In tip dating analysis it is important to test whether the dataset contains strong enough temporal signal (Rieux and Balloux, 2016). To do this, we performed a tip randomization test (Ramsden et al., 2008) as follows. We used BEAST2 v. 2.4.8 (Bouckaert et al., 2014) to run a phylogenetic analysis with a HKY + GAMMA model (Hasegawa et al., 1985), a constant population size prior on the tree and a strict molecular clock. Additionally, we used the years in which the strains were sampled to time-calibrate the tree, and we modified the extensible markup language (xml) file to specify the number of invariant sites as indicated by the developers of BEAST2 here:!topic/beast- (strict_preliminary.xml). We ran three independent runs (245 million generations in total), and we used Tracer 1.7 (Rambaut et al., 2018) to identify the burn-in (8 million generations), to assess that the different runs converged, and to estimate the effective sample size (ESS) for all parameters, the posterior and the likelihood (ESS > 110 for all parameters). We then used TipDatingBeast (Rieux and Khatchikian, 2017) to generate 20 replicates of the xml file in which the sampling dates were randomly reassigned to different strains. For each replication, we ran the same BEAST2 analysis as for the original (observed) dataset (one run per replicate, 50 million generations, 10% burn-in). We used TipDatingBeast to parse the log files output of BEAST2 and compare the clock rate estimates for the observed data and the randomized replications. The estimates of the molecular clock rate did not overlap between the observed and the randomized dataset, indicating that there is a clear temporal signal and that we could proceed with further analysis (Figure S2).

Model selection

To identify the clock model that best fits the data, we estimated the marginal likelihood of three different clock models: UCED and UCLD (Drummond et al., 2006), assuming a coalescent constant population size tree prior and the HKY model of nucleotide substitution.

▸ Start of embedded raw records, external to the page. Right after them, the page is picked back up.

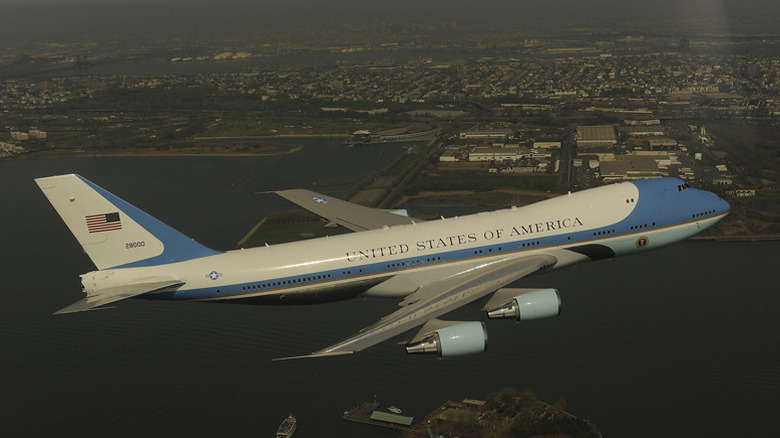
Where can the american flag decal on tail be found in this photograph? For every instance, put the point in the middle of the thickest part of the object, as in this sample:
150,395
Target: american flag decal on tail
97,223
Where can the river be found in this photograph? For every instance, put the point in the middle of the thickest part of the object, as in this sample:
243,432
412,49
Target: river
682,341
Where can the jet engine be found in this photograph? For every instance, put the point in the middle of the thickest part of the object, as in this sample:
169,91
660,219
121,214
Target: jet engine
526,305
454,340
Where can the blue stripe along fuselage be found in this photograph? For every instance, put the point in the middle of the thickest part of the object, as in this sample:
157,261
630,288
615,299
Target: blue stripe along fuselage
663,205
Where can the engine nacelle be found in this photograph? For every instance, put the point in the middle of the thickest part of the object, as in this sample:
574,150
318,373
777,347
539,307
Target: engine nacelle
528,306
455,340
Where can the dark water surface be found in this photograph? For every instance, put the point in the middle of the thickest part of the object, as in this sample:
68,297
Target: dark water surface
678,342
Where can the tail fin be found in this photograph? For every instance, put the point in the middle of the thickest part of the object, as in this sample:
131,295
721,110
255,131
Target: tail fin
112,232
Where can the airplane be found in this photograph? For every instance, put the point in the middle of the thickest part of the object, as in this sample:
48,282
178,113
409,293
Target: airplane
432,266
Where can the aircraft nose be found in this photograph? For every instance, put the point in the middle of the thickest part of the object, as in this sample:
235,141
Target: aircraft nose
720,205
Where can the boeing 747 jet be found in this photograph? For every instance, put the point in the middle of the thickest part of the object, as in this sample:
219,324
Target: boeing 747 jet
431,267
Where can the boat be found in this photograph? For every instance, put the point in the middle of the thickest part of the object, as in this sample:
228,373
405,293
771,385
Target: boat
287,428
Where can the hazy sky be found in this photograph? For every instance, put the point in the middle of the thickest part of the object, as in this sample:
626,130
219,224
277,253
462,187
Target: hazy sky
46,19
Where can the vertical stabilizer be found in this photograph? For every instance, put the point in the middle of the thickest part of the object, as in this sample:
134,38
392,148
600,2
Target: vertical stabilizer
112,232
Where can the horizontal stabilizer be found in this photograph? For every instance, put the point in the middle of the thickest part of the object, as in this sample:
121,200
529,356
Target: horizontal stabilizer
118,293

We used the Model selection package of BEAST2 to run a path sampling analysis (Lartillot and Philippe, 2006) following the recommendations of the BEAST2 developers ( We used the following settings: 100 steps, 4 million generations per step, alpha = 0.3, pre-burn-in = 1 million generations, burn-in for each step = 40% (*PS.xml). For these analyses, we used proper priors as suggested by (Baele et al., 2012).

UCLD analysis

Since the model selection analysis indicated that the UCLD clock was the best fitting model, we repeated the analysis using the UCLD and the same settings used in the path sampling analysis, sampling every 10,000 generations. We ran three independent runs (800 million generations in total), we used Tracer 1.7 (Rambaut et al., 2018) to identify the burn-in (10 million generations), to assess that the different runs converged and to estimate the effective sample size (ESS) for all parameters, the posterior and the likelihood (ESS > 260 for all parameters) (UCLD_final.xml and Table S3).

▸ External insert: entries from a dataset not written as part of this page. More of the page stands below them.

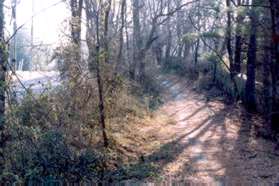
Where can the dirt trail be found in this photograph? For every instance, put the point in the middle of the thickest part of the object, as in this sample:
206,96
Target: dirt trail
207,141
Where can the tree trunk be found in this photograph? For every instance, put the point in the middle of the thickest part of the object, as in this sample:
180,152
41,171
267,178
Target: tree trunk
274,8
76,11
267,89
100,87
229,37
238,41
137,41
121,38
2,87
250,91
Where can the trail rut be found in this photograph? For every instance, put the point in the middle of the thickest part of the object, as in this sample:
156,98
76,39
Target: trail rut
208,141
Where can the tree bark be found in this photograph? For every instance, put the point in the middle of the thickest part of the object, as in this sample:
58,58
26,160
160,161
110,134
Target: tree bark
238,41
137,39
229,36
2,87
250,90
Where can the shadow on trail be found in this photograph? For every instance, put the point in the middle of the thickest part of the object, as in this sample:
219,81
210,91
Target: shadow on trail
219,147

We checked the sensitivity to the priors by running one analysis of 250 million generation sampling from the prior, and compared the parameter estimates with the analysis using the data. We observed the posterior distribution and the prior distribution of all parameters are very distinct (Table S4), indicating that the parameter estimates are influenced by the data and not by the priors (Bromham et al., 2018). Additionally we repeated the dating analysis with a coalescent exponential population growth tree prior (UCLD + HKY + exponential growth) and with a GTR model of nucleotide substitution (UCLD + GTR + constant size). All these analyses resulted in similar estimates of the age of the introductions of L2 in Africa, thus showing that our results are not strongly influenced by the tree prior and the nucleotide substitution model (Table S6).

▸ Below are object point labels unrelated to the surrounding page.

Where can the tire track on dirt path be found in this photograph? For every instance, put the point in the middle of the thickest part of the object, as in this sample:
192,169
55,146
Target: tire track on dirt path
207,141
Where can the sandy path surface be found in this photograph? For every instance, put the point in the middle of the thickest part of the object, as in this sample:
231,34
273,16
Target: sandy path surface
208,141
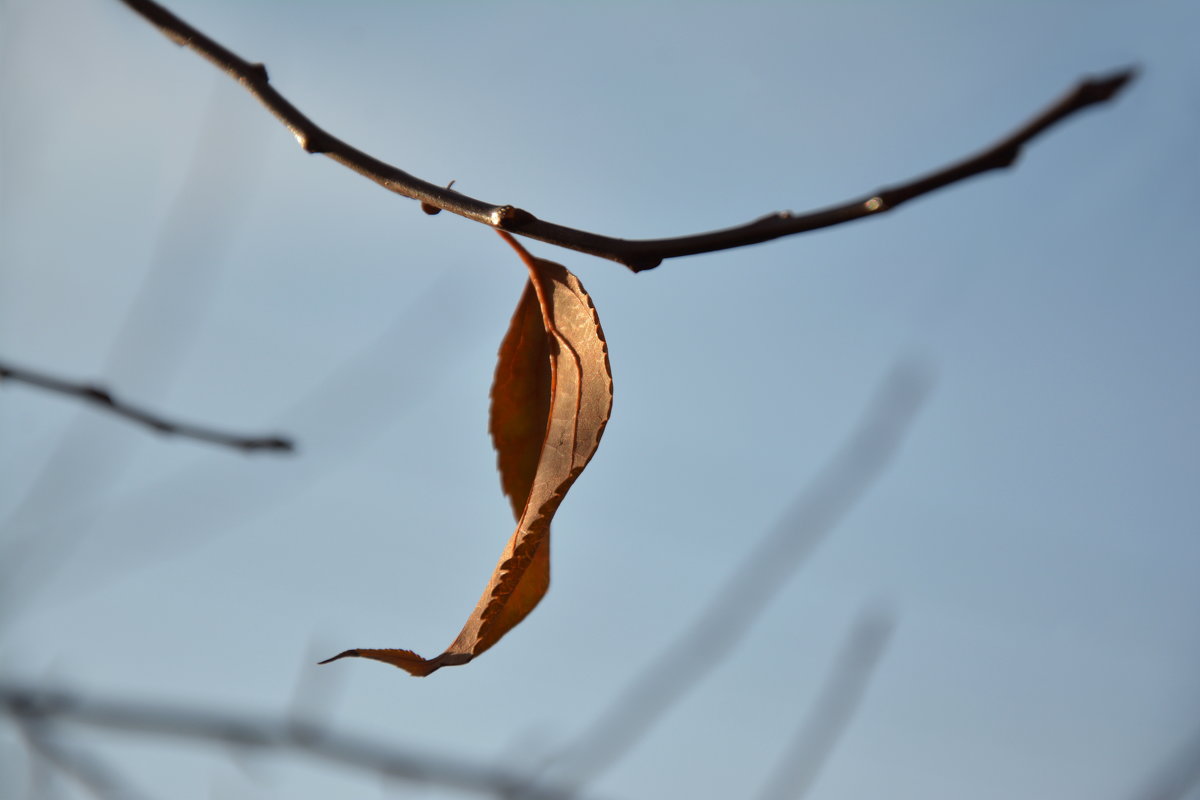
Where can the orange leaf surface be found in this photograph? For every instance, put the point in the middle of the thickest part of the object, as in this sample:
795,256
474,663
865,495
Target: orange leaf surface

We repeated the tip randomization test with the UCLD model as described above (20 replicates, one run per replicate, 105 million generations per replicate or more, burn-in 10%), and again we found a temporal signal (Figure S3).

To summarize the results, we sampled the trees from the three runs (5% burn-in corresponding to 10 million generations or more, sampling every 25,000 generation). We then summarized the 31,758 sampled trees, created a maximum clade credibility tree using the software TreeAnnotator from the BEAST2 package and used FigTree version 1.4.2 ( for visualization (Figure S4).


Phylogenetic Inference of L2 Strains

We analyzed a total of 781 L2 genomes originating from 14 geographical regions including Eastern and Southern Africa (Figure S1 and Table S1). We focused on seven geographical regions that had more than 20 genomes each, and assigned the remainder to “Other,” including two genomes from Western Africa (Figure 1A). The resulting phylogeny of L2 was divided into two main sublineages: the L2–proto-Beijing and L2–Beijing, supporting previous results (Luo et al., 2015; Shitikov et al., 2017). The L2–proto-Beijing was the most basal L2 sublineage and was restricted to East- and Southeast Asia. L2–Beijing, particularly the “modern” (also known as “typical”) sublineage, was geographically widely distributed and included strains from Africa. We further characterized L2–Beijing using the recently described unified classification scheme for L2 (Shitikov et al., 2017).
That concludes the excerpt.